Mistakes-Driven Business Models

Oct 12 2018

A coworker of mine this summer pointed out how much free advertising Starbucks gets through misspelled names. The word of mouth and Instagram promotion must be incredible. Worst case those hearing think “silly Starbucks.” Best case they crave it. All for the price of not caring?

The more I thought about it, when you relax some constraint on a business, you open up possibilities. Starbucks saved time and money figuring out how to spell names right and earned free advertising.

Foot Cardigan is a monthly sock subscription service. But unlike other subscriptions, such as Blue Apron or Netflix, you dont pick your socks. You get a random pair.

The potential user sees this as exciting and is more likely to buy in. They save costs dramatically.

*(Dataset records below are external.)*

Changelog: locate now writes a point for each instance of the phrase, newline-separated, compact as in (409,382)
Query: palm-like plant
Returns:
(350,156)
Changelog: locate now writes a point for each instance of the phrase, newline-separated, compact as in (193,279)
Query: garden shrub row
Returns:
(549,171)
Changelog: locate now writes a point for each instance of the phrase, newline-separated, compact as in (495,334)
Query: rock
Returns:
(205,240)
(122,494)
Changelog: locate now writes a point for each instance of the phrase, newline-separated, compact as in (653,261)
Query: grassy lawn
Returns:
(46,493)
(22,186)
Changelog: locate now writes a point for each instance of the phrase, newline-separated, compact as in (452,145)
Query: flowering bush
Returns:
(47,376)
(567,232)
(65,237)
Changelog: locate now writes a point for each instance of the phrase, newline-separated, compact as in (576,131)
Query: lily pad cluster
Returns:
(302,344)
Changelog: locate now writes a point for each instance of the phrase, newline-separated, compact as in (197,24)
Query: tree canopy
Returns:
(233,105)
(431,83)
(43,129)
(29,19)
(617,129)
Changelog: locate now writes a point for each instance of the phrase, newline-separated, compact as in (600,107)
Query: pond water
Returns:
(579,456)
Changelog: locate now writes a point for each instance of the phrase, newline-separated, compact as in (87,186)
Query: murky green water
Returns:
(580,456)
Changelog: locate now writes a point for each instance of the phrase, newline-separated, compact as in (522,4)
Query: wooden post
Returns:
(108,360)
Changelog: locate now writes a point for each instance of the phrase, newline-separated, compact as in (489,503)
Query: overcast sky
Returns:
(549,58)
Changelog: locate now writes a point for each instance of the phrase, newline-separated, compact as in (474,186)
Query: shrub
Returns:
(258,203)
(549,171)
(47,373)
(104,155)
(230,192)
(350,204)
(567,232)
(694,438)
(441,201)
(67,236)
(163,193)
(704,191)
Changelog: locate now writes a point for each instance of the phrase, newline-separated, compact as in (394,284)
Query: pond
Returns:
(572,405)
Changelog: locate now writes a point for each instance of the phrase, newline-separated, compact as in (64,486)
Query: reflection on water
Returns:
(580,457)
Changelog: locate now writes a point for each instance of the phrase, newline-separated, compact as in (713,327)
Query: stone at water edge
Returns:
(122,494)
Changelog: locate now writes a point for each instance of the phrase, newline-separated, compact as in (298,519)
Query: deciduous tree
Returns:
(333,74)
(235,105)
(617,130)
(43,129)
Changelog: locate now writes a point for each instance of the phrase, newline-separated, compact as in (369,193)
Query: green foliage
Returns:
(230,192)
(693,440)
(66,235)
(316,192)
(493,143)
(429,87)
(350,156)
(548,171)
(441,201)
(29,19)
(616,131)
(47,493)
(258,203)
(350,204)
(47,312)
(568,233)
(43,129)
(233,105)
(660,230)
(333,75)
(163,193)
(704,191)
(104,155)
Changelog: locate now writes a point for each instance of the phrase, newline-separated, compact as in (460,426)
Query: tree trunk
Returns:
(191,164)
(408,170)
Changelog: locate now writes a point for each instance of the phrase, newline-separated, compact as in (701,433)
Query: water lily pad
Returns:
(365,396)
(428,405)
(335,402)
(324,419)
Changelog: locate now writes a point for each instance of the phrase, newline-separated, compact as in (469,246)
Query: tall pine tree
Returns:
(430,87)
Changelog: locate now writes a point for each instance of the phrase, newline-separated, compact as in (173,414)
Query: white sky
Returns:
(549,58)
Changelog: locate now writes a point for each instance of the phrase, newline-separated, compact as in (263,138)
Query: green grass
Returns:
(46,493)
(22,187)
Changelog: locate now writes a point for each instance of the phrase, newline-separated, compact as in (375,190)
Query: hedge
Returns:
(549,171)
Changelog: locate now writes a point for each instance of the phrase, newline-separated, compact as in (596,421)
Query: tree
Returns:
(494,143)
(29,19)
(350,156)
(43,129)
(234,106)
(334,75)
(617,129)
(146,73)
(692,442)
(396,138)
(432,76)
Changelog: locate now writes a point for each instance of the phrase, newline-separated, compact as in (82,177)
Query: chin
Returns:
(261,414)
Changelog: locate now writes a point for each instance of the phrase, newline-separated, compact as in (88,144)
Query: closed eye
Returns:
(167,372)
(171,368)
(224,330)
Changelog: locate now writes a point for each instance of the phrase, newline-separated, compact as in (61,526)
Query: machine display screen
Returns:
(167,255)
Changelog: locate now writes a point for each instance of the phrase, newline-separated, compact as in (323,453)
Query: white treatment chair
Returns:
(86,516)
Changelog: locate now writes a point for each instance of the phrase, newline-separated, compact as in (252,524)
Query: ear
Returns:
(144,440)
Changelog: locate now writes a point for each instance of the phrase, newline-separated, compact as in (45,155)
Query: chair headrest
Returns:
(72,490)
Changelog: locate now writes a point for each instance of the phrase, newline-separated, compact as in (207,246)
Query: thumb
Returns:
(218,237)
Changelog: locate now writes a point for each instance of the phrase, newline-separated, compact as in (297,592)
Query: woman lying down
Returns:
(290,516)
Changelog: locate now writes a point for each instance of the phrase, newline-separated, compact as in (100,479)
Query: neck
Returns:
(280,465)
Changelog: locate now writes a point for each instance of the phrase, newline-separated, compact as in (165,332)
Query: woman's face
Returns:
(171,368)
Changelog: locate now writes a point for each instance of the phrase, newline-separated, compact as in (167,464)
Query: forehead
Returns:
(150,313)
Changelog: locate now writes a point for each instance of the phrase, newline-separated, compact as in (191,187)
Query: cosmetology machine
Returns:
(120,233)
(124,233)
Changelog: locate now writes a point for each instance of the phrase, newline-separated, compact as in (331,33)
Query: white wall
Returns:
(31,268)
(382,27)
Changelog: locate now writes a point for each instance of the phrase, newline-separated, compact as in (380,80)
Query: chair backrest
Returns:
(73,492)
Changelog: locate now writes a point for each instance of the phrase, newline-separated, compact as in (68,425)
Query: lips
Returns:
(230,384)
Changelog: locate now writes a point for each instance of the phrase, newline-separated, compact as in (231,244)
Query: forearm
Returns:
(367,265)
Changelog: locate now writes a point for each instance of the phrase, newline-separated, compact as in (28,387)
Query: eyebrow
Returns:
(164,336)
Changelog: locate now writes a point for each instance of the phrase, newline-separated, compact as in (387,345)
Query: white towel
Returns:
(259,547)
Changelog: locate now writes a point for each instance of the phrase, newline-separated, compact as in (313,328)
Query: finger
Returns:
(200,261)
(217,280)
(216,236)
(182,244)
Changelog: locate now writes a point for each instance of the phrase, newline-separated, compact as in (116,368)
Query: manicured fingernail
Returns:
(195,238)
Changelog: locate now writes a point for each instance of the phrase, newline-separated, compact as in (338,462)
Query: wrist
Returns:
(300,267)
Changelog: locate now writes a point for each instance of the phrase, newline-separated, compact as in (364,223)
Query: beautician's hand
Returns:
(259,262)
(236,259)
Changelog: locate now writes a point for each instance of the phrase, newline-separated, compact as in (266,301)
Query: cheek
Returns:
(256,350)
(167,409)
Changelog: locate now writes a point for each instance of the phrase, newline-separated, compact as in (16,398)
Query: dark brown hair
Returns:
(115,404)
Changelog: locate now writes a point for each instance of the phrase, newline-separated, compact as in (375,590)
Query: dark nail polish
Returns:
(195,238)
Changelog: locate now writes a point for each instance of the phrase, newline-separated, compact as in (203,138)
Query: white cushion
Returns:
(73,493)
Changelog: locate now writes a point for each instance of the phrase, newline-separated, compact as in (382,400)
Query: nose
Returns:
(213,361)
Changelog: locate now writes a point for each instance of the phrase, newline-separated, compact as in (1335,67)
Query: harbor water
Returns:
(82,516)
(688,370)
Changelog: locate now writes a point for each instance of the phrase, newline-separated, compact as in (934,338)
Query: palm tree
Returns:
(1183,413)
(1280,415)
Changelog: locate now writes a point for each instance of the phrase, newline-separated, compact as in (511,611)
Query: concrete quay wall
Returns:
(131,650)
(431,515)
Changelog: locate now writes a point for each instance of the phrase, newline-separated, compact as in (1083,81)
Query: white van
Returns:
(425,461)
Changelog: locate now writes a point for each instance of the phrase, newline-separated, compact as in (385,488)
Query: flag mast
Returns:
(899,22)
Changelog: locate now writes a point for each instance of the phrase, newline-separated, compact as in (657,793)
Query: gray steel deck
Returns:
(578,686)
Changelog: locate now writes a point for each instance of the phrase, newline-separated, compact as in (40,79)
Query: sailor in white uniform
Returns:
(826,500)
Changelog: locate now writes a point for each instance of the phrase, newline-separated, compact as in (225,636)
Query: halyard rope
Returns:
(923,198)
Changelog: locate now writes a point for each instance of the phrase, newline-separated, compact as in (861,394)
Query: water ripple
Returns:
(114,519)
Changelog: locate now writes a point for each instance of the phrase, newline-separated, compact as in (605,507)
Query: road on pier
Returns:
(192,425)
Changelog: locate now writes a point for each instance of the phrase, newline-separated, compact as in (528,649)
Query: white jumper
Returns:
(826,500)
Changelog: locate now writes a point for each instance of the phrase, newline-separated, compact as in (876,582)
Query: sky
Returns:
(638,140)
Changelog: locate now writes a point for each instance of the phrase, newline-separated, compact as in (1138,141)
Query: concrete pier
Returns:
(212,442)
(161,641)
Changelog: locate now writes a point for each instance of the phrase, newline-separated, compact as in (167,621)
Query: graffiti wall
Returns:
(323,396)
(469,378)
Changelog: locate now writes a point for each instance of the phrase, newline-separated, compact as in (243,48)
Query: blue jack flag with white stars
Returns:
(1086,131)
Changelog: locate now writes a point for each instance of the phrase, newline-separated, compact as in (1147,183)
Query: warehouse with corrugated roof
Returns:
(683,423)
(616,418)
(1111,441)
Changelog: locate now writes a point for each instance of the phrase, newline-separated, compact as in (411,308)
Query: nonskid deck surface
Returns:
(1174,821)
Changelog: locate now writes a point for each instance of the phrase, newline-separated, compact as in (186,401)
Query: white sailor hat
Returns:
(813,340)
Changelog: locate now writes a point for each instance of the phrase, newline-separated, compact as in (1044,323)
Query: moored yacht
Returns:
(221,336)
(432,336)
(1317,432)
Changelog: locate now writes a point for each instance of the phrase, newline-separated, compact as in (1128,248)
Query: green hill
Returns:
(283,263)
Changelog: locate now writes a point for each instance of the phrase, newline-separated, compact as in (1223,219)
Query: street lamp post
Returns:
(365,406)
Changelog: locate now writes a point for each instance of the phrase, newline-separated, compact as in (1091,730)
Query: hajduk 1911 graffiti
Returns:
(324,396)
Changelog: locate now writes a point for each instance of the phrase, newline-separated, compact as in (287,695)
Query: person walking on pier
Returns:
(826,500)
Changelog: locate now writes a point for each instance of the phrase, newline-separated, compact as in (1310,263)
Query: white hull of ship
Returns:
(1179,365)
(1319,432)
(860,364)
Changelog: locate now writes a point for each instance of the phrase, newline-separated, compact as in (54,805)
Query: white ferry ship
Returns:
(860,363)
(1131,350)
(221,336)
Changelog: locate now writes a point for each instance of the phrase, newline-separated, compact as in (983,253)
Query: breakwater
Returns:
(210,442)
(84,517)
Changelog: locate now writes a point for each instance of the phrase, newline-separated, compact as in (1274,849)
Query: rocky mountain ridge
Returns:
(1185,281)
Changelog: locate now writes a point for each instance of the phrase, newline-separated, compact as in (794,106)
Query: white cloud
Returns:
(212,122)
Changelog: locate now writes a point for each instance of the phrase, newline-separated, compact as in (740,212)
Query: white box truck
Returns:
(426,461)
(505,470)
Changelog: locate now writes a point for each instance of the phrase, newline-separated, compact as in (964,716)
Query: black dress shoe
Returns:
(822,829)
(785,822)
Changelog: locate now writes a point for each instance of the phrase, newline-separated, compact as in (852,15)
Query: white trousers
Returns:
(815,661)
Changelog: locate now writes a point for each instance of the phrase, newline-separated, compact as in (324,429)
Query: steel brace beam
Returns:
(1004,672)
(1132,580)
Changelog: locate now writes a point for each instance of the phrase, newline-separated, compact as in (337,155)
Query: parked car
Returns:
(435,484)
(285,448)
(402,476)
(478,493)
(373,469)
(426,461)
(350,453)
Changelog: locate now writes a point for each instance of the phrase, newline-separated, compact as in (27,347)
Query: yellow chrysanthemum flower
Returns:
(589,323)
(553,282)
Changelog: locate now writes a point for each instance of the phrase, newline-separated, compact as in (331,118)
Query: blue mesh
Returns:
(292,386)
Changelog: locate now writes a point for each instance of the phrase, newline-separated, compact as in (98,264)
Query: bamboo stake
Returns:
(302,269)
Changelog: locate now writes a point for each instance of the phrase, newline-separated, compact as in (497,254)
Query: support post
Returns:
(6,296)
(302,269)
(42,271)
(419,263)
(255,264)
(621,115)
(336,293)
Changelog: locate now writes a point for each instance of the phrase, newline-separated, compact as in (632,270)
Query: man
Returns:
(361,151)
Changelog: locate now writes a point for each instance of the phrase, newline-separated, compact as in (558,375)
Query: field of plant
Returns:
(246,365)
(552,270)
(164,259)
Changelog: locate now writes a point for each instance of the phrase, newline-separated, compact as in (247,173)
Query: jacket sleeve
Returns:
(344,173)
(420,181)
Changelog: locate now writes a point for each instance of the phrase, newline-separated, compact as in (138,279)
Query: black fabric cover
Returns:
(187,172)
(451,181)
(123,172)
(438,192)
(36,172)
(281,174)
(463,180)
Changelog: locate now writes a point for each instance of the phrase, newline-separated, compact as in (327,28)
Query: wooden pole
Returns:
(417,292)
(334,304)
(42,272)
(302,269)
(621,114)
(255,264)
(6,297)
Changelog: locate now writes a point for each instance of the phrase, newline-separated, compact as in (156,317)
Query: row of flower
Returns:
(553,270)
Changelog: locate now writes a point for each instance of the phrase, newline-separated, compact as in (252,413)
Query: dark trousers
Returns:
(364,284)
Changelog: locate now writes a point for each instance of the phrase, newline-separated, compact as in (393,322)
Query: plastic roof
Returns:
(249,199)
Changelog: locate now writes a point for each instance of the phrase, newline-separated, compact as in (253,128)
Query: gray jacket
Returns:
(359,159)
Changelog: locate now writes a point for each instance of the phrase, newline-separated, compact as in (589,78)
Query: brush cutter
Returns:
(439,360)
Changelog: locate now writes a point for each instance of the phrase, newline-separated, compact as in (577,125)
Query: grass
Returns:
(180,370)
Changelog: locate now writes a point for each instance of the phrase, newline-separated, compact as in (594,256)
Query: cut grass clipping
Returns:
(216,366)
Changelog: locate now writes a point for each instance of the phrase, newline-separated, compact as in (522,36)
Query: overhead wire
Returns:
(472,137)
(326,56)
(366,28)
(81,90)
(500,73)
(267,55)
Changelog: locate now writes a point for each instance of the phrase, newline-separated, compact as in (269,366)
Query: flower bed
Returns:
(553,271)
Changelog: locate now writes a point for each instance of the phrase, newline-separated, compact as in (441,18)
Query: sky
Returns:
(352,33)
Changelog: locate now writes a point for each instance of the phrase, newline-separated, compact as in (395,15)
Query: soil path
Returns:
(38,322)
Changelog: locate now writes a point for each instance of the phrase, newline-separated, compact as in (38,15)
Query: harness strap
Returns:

Rather than an extensive inventory management system to make sure they give everyone the exact pair they want, they can have a vat of socks if they want. As long as there is enough variety, it is super unlikely anyone will get a duplicate pair. Even if 0.5% of users did, the costs they save makes it so worth it.

Foot Cardigan relaxed the constraint that users need to pick what they want. It won’t work for every business, but they are making a killing from it.

It almost looks like you can monetize mistakes. By having less strict standards on less important dimensions, there is opportunity to learn how you can provide more value and save money.

As a quick final analogy, think about how fun it was as a kid to get two Goldfish fused together. And imagine if Pepperidge Farms spent money on finding the misfits and throwing them out because they weren’t “Goldfish.” They would unknowingly destroy value for you and them!